There’s a debate raging in Perl 5 Porters over some updates to perlopentut. Mike Doherty sent a patch to remove the bareword filehandles, stepping into the overlapping minefields of fashionable practice and documentation authorship. That second one is beyond the scope of Learning Perl, so I’ll ignore it even though that’s almost the entire debate.

There are three reasons we teach bareword filehandles in Learning Perl: generality, immediacy, and history. Having said that, we are not choosing between barewords or filehandle references, even if we do use the references for most of the book. We’re agnostic, and we leave it to our reader to make the best choice for them. We don’t see out job to tell you how to program. We just want to explain what Perl actually lets you do.

Generality: We don’t write books for individual people. That just doesn’t work since it would take more time than any author has, even if authors did nothing but write every second of every day. For a book such as Learning Perl which sells tens of thousands of copies just in the paper version, we have many sorts of people to think about, virtually none of whom we have ever met, will ever meet, and will never give us feedback. We don’t know why you are using Perl. You could be system administrators, web programmers, data mungers, or, sometimes, non-techies. We don’t know if you are writing new code or adjusting old code. We don’t know what you need, so we don’t make judgments based on what we don’t know. If you are talking to one of us during a face-to-face class, we can ask you questions and find out more about what you need.

Perl suffers from success in vastly different areas. You can write quick one-liners or huge, enterprise systems. You might need an interactive user interface, or not. Different tasks and different domains require different practices. Instead of assuming that you are going to limit yourself to just one of those areas, we aim to make Learning Perl useful to most of those areas.

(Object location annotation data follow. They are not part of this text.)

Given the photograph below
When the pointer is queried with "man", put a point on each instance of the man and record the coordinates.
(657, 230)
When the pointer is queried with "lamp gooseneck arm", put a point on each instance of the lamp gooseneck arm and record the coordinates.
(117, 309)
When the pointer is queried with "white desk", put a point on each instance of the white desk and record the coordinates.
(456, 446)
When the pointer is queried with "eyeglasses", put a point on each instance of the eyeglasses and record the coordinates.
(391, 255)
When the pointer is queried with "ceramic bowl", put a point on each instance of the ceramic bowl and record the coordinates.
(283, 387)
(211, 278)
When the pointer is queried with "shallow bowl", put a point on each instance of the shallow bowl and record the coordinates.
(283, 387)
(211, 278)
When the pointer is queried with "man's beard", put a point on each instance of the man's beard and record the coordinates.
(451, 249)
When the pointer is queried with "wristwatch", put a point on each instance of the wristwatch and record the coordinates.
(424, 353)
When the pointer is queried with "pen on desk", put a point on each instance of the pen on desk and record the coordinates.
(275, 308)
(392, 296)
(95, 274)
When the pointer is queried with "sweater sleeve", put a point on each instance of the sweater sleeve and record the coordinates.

Immediacy: In a tutorial like Learning Perl, we have to start somewhere. A bad book can quickly overload a reader with several concepts at once. Our goal is to get people writing code as soon as possible, which is the fundamental goal of Perl. Larry Wall wants people to be able to program even if they don’t consider themselves programmers. He doesn’t want people to have to spend hours of research to be able to doing something useful quickly. Larry’s term for this is “baby Perl”.

There are several concepts that go into a this single line of Perl, none of which are immediately useful to someone who wants to write the sort of short program we consider in Learning Perl:

open my $fh, '<', $filename or die '...';

In their first afternoon of Perl, the new programmer has to be comfortable with my as well as the concepts around open, its modes, and its lack of punctuation. That my $fh inside a larger expression is really confusing for beginners. We don't make any judgements based on that. We just know that's the way it is. To avoid the extra sources of confusion, it's easier to reduce the problem to one with the fewest distractions:

open FILE, $filename or die '...';

Don't forget that the tutorial for open is almost 1,000 lines long. This is not a simple built-in. Once people get used to the idea of a very basic open, we can expand on that to add more to the readers knowledge and understanding. All education is a continual process of refinement and adjustment as you integrate new concepts with what you already understand.

History: Finally, no matter what we personally think about one form or the other, we can't deny that people are going to see the bareword versions. The "Modern Perl" movement would like to pretend that bareword filehandles don't exist, but they can't ignore STDOUT, STDERR, STDIN, or DATA. Perl has bareword filehandles and most people are going to write new code using bareword filehandles, indeed, even relies on those barewords, even if they subscribe to all of "Modern Perl". Putting that aside, though, people are going to see bareword filehandles in old code. Our readers need to know what those are and what they do. Programming is not just about writing code, it's about reading code. We can't hide widespread patterns because they've become unfashionable to some people.